I'm back in West Virginia just in time to prepare for a storm moving up the east coast of the U.S. that is alternately being called, an historic storm, a perfect storm and a storm like we've never seen before. So, some 60 million people are scrambling to evacuate regions that will be badly hit, stock up on food, water, batteries, obtain generators if they can find them and in general, hunker down for this monster storm. It's actually a combination of three storms all coming together to produce a storm that has wind and rain bands that span an area of about 1,000 miles in all directions. It's part Hurricane Sandy, part a Nor'easter and part - well, I'm not sure exactly, but it has to do with a high-pressure cold front coming in from the east. Wow!
At any rate, at least I'm not actually traveling during this event. I'm basically hunkered down here in the little Cumberland Valley of West Virginia where I expect we'll see some serious rain and some gusty winds up to maybe 45 or 50 miles per hour.
Now, if I weren't here in West Virginia, I'd have loved to have been hunkered down in my 26th floor corner hotel room at the Swissotel where I was staying, courtesy of my client, in Chicago. Now, why would I have enjoyed being there through a storm like this? Well, check out these photos.
|My room is on the corner of the front of the|
triangular shaped building 26 floors up!
Yes! This where my revenue generating road trip took me, the Swissotel on N. Wacker Drive in Chicago. From my room I had a fantastic view of the Navy Pier and Lake Michigan as well as much of downtown and the Magnificent Mile.

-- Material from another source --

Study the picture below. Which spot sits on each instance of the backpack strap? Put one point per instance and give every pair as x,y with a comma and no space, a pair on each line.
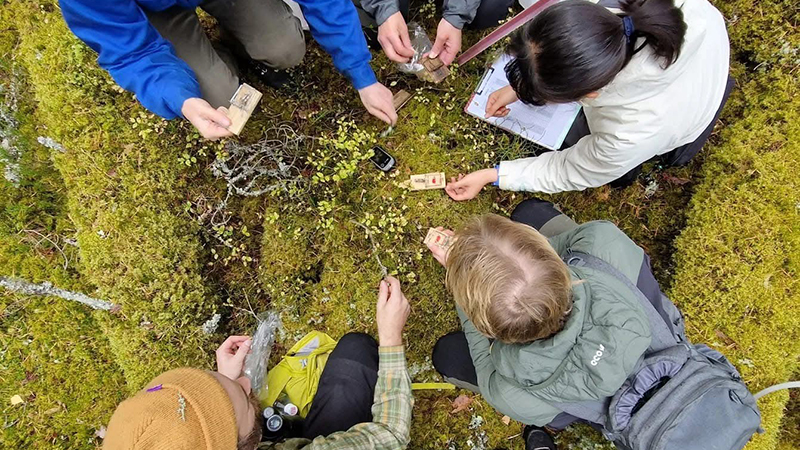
662,336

It would have been exciting watching tropical storm force winds and rain from the security of my room with at least a 180 degree view of Chicago. Watching the turbulent waters of Lake Michigan and the rain filling the Chicago River, possibly to flood stage and seeing the forces of nature in all of its glory from a safe vantage point would have been awesome. Of course, much of Chicago has been raised about three levels up from the river, so only the lowest level would have potentially been flooded.
Of course, we went to our favorite Chicago hot dog place, Portillo's - and as you can see it was surrounded by one of the largest McDonald's I have ever seen, about a city block. Imagine the cost of that real estate. Also there was the Hard Rock Cafe and the Rain Forest Cafe all filling the four of the corners at Ontario and Clark.
The road trip brought me to a 3 1/2 day conference that I've worked at before both last year and the year before. Essentially, our team (my former partner, Mike is the prime contractor) provided all the computer - Power Point - support for the 50 sessions and 75 to 80 presenters. We also provided all the recording services for all the sessions as well as monitoring the sound for all the keynote and concurrent breakout sessions.
Mike provided also all the conference books with session information as well as other printed materials and signage for the various requirements. There were a few other services we also provided including the badges each participant had to wear for admission to the sessions and assembling many of the conference printed materials the participants received upon registration. Our team consisted of five people. Since Mike and I have had years of experience working at and running meetings like this, we play a major role in the entire process.
|A typical breakout session|
|A typical audio and recording set up - our digital recorders are the two |
units on the right above the two microphones
|The long hall in the Swissotel meeting area with three members of our team|
at the far end of the hall between two of the four breakout rooms
Our days began at (as we describe it) 0 Dark 30 on Monday - Wednesday. Sunday was an easy day of set up and monitoring three consecutive sessions in the afternoon and an opening party in the evening. We wrapped up on Wednesday and were checked out, had the Chevy Suburban packed and were on the road by 12:30 PM heading back to the east coast.
The drive back was broken up by an overnight stop in Ft. Wayne, Indiana at a large audio equipment and musical instrument dealer, Sweetwater, where I have bought some of my audio technology and Sweetwater has become one of Mike's clients buying CD/DVD duplication, printing and packaging from. We stopped at Sweetwater in the morning, after breakfast.
Mike met with his buyer and I met with my sales rep and got a tour of their new (about three years old) state of the art facilities including three recording studios, demo rooms, a musical instrument showroom and a music academy. I also viewed their state of the art, automated warehouse from the observation window that overlooked the entire operation. They are in the process of doubling the size of the warehouse part of the operation. It was, of course, interesting to me and encouraging to see a business that appears to be thriving during this tough economic time.
After our visit to Sweetwater it was eastward bound and we again, chose to drive on Blue Highways for a good part of the drive across Indiana and Ohio until we reached Columbus. From that point it was interstate highway back through the rest of southeastern Ohio, two small parts of West Virginia and Pennsylvania, western Maryland and finally the end of the road for me when we finally reached Keyser, West Virgina (the third time entering West Virginia on the trip back).
Total trip was seven days. Revenue generated will supplement my lifestyle for about three months. All in all, a pleasant and worthwhile road trip. And as a side note, all of these photos were taken with my Android Motorola Atrix smart phone except for the restaurant photos that were taken with my regular, older DSLR Minolta Dimage Z6. Now, back to hunkering down for the approaching "perfect" storm.